Converting or Transcribing audio to text using C# and .NET System.Speech

Recently, I had a project where I needed to convert some audio to text. It took a bit more googling than I was used to in order to find the code, so I went ahead and whipped up a project that demonstrates its usage, so people can more easily find it.

This code uses the .NET System.Speech namespace and demonstrates how to transcribe audio using either a microphone or a previously created .wav file using C#.

The code can be divided into 2 main parts:

configuring the SpeechRecognitionEngine object (and its required elements)
handling the SpeechRecognized and SpeechHypothesized events.

Step 1: Configuring the SpeechRecognitionEngine

_speechRecognitionEngine = new SpeechRecognitionEngine();
_speechRecognitionEngine.SetInputToDefaultAudioDevice();
_dictationGrammar = new DictationGrammar();
_speechRecognitionEngine.LoadGrammar(_dictationGrammar);
_speechRecognitionEngine.RecognizeAsync(RecognizeMode.Multiple);

At this point, your object is ready to start transcribing audio from the microphone. You need to handle some events though, in order to actually get access to the results.

Step 2: Handling the SpeechRecognitionEngine Events

_speechRecognitionEngine.SpeechRecognized -= new EventHandler(SpeechRecognized);
_speechRecognitionEngine.SpeechHypothesized -= new EventHandler(SpeechHypothesizing);_speechRecognitionEngine.SpeechRecognized += new EventHandler(SpeechRecognized);
_speechRecognitionEngine.SpeechHypothesized += new EventHandler(SpeechHypothesizing);

private void SpeechHypothesizing(object sender, SpeechHypothesizedEventArgs e)
{
///real-time results from the engine
     string realTimeResults = e.Result.Text;
}

private void SpeechRecognized(object sender, SpeechRecognizedEventArgs e)
{
///final answer from the engine
     string finalAnswer = e.Result.Text;
}

That’s it. If you want to use a pre-recorded .wav file instead of a microphone, you would use _speechRecognitionEngine.SetInputToWaveFile(pathToTargetWavFile); instead of _speechRecognitionEngine.SetInputToDefaultAudioDevice();.

There are a bunch of different options in these classes and they are worth exploring in more detail. This covers the bare essentials for a prototype.

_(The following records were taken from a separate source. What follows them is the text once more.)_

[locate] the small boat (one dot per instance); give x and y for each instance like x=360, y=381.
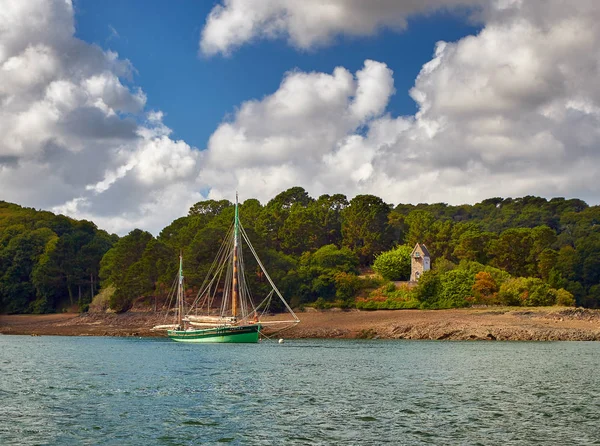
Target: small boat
x=224, y=311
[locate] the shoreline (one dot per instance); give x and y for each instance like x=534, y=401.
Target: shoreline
x=503, y=324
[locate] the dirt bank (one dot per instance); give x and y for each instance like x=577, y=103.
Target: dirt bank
x=540, y=324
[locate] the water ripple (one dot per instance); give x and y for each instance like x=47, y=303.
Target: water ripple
x=107, y=391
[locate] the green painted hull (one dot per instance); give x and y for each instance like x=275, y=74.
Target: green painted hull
x=236, y=334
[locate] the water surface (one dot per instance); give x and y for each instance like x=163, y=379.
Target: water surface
x=124, y=391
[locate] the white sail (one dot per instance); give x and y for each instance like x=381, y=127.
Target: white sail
x=225, y=299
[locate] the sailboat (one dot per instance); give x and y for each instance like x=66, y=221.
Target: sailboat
x=224, y=310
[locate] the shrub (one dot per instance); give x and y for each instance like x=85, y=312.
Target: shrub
x=394, y=264
x=485, y=289
x=563, y=298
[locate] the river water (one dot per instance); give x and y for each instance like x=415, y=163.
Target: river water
x=124, y=391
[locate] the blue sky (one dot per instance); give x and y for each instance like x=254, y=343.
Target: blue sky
x=197, y=92
x=450, y=101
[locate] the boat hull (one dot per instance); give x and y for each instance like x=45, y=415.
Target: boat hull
x=247, y=334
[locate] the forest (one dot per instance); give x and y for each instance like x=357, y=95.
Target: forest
x=323, y=252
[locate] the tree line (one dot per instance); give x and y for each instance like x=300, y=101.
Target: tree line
x=317, y=251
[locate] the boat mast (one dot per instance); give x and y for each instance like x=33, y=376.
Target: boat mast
x=234, y=292
x=180, y=293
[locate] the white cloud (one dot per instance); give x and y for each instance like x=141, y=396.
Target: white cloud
x=514, y=110
x=69, y=137
x=308, y=23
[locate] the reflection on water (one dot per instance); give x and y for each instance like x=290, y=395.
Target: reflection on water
x=114, y=391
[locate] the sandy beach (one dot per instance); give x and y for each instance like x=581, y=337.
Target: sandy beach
x=540, y=324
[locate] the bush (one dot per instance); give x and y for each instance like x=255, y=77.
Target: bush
x=394, y=264
x=389, y=298
x=563, y=298
x=526, y=291
x=485, y=289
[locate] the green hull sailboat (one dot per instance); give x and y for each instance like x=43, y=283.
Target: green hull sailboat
x=224, y=311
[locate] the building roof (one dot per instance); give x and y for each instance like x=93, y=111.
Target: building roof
x=420, y=247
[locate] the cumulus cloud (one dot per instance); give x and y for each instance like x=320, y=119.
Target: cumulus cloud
x=308, y=23
x=70, y=138
x=513, y=110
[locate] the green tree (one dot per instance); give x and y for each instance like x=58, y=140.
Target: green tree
x=394, y=264
x=365, y=228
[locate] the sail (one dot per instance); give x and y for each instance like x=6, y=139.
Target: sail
x=225, y=298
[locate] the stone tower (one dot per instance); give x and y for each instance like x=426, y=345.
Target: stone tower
x=420, y=262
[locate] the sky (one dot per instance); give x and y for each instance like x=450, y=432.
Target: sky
x=127, y=113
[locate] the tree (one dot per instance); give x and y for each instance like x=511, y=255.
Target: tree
x=395, y=264
x=485, y=289
x=364, y=227
x=419, y=224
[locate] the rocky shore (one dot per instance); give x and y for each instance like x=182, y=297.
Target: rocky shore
x=502, y=324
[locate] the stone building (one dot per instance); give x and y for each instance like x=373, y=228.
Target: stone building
x=420, y=262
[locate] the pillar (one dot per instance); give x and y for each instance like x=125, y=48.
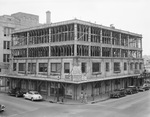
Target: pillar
x=75, y=39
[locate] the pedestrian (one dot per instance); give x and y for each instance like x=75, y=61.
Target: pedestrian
x=81, y=97
x=85, y=98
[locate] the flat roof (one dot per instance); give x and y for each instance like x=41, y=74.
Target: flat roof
x=66, y=81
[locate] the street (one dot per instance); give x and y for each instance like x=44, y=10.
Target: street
x=136, y=105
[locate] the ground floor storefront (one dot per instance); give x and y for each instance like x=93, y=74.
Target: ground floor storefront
x=60, y=89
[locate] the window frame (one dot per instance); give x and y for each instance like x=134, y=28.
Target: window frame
x=65, y=69
x=94, y=69
x=117, y=68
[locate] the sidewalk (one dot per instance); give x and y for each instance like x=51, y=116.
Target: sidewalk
x=90, y=100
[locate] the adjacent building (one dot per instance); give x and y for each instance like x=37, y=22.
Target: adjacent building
x=74, y=56
x=8, y=23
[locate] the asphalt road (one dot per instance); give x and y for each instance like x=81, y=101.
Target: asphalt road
x=136, y=105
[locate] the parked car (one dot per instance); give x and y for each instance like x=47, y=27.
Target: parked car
x=16, y=92
x=131, y=90
x=33, y=95
x=118, y=93
x=144, y=88
x=2, y=107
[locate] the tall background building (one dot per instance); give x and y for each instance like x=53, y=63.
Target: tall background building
x=8, y=23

25 thoughts on “Converting or Transcribing audio to text using C# and .NET System.Speech”

Nick April 28, 2012 at 2:21 AM

Reply

Awesome! I was looking for exactly this and having the code project with it made it even sweeter! Have you planned on doing anything more with the speech recognition? I’m just starting out using it and C# for that matter (coming from Java) for home automation. Would be interested in any other projects related to speech recognition. Thanks again!
1. admin May 6, 2012 at 8:09 PM
  
  Reply
  
  Hey Nicholas,
  
  I really do not have any more plans for working with speech recognition. I found the Microsoft solution and a Google solution. I would like to get my hands on the Dragon NaturallySpeaking SDK and see how good that is, but I have no plans in the immediate future for working on it.
  
  Good luck with your home automation and thanks for responding to my blog!
2. 1. Maham July 5, 2014 at 12:29 PM
    
    Reply
    
    hi Micheal, thanks for help, nowadays i am working on Speech Recognition project , in which i have to convert video files into text, here i have tried to convert audio file( .mp3 ) into text through your code but its not properly working , so please do u tell me the code so i can proceed trough my work. please reply as soon as possible.
  2. 1. Lalmuhammad May 27, 2017 at 9:07 PM
      
      Reply
      
      i am working on Speech Recognition project , in which i have to convert video or audio files into text,if you done this workplz send me the code or project
      email ::kanlalmuhammad@yahoo.com
    2. Sudarshan jha April 20, 2022 at 5:08 AM
      
      Reply
      
      hey maham can u plz do hindi speech recognition which read hindi audio as a hindi text file…if u can do it plz sent me the code at sudarshanjha11781@gmail.com
  3. Sudarshan jha April 20, 2022 at 5:05 AM
    
    Reply
    
    hey admin can u plz do speech recognition in hindi which read as a text file in hindi……plz do it if u can…
3. Samia July 5, 2014 at 12:39 PM
  
  Reply
  
  Hey can you please send me the code , i have also looking for this audio to text conversion in C# visual studio.. i have tried above code. but i getting through so many errors, so please help, will b very grateful to you
4. 1. Lalmuhammad May 27, 2017 at 9:08 PM
    
    Reply
    
    am working on Speech Recognition project , in which i have to convert video or audio files into text,if you done this workplz send me the code or project
    email ::kanlalmuhammad@yahoo.com
    if u done thiswork send it to me
chandan May 18, 2012 at 8:11 PM

Reply

Hey can you guide to build and debug this project.
Jean-Philippe Encausse September 25, 2012 at 11:48 AM

Reply

Hi,

Any ideas on how to handle wildcard/garbage from XML grammar ?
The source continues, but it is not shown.